Chinese government-owned CITIC has taken a 13 per cent stake in Alumina for $452 million, sending shares in the smelter investor to their highest level in almost a year.

But enthusiasm for the stock eased later on Thursday, as analysts said the deal would not allow CITIC to move towards controlling Alumina's prime assets in Victoria.

At 1428 AEDT Alumina shares were 12 cents, or 9.8 per cent, higher at $1.32.

The company's shares added 11.6 per cent to reach its highest level since March 2012 at 1044 AEDT.

Under the deal, CITIC will buy more than 366 million new Alumina shares, which will equate to just over 13 per cent of Alumina's total share base.

Alumina said the Chinese government-owned investment firm would be a strategically aligned and financially strong long-term investor.

"CITIC's investment demonstrates their confidence in the alumina industry and their understanding of Alumina Ltd's unique position in the global market," Alumina chief executive John Bevan said in a statement.

Proceeds of the share sale will be used to reduce debt.

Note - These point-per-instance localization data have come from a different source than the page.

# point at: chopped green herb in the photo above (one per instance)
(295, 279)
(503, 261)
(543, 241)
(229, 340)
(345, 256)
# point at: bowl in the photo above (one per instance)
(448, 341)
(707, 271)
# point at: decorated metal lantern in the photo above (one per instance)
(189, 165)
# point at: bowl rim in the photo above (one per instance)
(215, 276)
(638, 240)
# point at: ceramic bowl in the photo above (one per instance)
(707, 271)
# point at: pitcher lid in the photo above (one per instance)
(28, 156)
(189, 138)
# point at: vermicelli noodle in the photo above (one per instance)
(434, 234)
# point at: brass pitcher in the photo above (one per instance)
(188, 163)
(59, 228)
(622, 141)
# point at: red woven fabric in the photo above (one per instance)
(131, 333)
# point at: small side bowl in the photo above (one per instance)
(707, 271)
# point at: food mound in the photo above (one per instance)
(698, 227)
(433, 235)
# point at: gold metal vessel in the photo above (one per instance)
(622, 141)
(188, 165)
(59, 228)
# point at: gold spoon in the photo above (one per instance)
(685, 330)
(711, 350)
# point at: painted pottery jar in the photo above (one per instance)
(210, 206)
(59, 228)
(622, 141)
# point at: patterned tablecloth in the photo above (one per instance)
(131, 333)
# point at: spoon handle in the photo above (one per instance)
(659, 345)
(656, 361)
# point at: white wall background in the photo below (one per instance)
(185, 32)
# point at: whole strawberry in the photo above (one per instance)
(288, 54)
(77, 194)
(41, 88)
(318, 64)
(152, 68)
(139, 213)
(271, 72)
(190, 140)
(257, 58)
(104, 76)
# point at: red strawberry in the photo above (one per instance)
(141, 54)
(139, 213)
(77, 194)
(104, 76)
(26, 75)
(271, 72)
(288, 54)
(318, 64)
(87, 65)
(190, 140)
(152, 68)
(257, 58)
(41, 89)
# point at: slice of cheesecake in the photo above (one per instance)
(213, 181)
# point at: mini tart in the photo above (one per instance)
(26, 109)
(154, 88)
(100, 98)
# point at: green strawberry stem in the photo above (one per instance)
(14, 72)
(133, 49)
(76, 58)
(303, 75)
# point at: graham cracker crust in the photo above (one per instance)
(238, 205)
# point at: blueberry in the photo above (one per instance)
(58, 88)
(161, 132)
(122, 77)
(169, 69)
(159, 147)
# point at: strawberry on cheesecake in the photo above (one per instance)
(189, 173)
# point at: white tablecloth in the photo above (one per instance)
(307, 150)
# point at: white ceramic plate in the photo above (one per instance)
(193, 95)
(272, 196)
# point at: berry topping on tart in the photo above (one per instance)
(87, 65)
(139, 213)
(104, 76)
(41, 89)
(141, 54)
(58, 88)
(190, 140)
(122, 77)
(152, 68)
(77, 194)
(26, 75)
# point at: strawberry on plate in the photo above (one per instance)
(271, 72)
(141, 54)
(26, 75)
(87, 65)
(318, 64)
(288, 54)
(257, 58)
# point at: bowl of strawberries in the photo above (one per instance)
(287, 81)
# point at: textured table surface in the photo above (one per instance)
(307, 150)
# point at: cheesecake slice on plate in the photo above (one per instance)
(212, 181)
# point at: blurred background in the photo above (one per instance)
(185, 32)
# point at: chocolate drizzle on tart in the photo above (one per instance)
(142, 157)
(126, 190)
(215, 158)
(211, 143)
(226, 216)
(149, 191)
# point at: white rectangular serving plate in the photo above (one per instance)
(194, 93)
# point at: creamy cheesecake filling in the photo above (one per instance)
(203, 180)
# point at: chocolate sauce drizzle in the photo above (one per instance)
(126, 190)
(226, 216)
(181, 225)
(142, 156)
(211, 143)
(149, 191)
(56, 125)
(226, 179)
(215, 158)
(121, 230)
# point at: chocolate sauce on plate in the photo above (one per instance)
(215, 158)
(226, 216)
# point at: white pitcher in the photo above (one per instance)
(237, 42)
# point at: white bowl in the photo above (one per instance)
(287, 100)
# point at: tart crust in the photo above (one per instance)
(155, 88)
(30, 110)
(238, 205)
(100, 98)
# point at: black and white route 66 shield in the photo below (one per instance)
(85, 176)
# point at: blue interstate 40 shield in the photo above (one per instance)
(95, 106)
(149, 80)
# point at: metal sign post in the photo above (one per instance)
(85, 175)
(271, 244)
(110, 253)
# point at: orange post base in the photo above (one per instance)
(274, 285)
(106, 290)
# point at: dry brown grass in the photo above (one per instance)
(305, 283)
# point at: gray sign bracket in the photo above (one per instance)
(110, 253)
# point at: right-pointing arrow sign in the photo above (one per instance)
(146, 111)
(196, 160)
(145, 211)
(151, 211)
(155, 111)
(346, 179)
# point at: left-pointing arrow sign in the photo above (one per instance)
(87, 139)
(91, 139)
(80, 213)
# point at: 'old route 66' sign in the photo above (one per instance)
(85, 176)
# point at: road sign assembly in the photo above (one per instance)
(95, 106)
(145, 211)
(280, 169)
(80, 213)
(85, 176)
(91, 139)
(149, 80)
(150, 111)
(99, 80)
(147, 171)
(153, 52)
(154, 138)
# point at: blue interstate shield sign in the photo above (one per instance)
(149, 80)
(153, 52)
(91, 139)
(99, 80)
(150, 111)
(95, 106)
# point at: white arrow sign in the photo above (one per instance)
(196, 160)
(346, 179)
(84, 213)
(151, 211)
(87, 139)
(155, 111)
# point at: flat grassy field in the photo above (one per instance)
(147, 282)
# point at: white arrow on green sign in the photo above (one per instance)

Melbourne-based Alumina's only earning asset is its 40 per cent stake in Alcoa World Alumina and Chemicals (AWAC), with Alcoa holding the controlling remaining 60 per cent.

AWAC owns aluminium smelters at Portland and the struggling Point Henry plant, near Geelong, both in Victoria.

CMC Markets analyst Michael McCarthy said CITIC's stake appeared to be more of a long-term investment than a strategic stake in the AWAC project.

"They don't have a majority control over the asset so they wouldn't be in a position to acquire it or run it even if they do take Alumina over," Mr McCarthy said.

"The market reaction appears to be suggesting this is a strategic stake."

CITIC's investment was a classic counter-cyclical move by the Chinese.

"People must have been speculating that CITIC was looking at upping its stake."

Aluminium is one of the world's lagging commodities, largely due to the power inputs required to refine bauxite to alumina and to aluminium.

Falling aluminium prices and the high Australian dollar have put Alumina under financial pressure, swinging to a loss of $US14.6 million ($A14.19 million) in the first half of calendar 2012.

China's overproduction of aluminium has driven down prices that were above $US3,000 a tonne before the global financial crisis and were trading around $US2143 a tonne on Thursday.

Weaknesses in the global economy in 2012 have hurt demand for aluminium used in products such as aircraft, cars, drink cans, the construction industry and other appliances.

Alumina, which is among Australia's top 100 companies by market capitalisation, will release its results for the full year on February 21.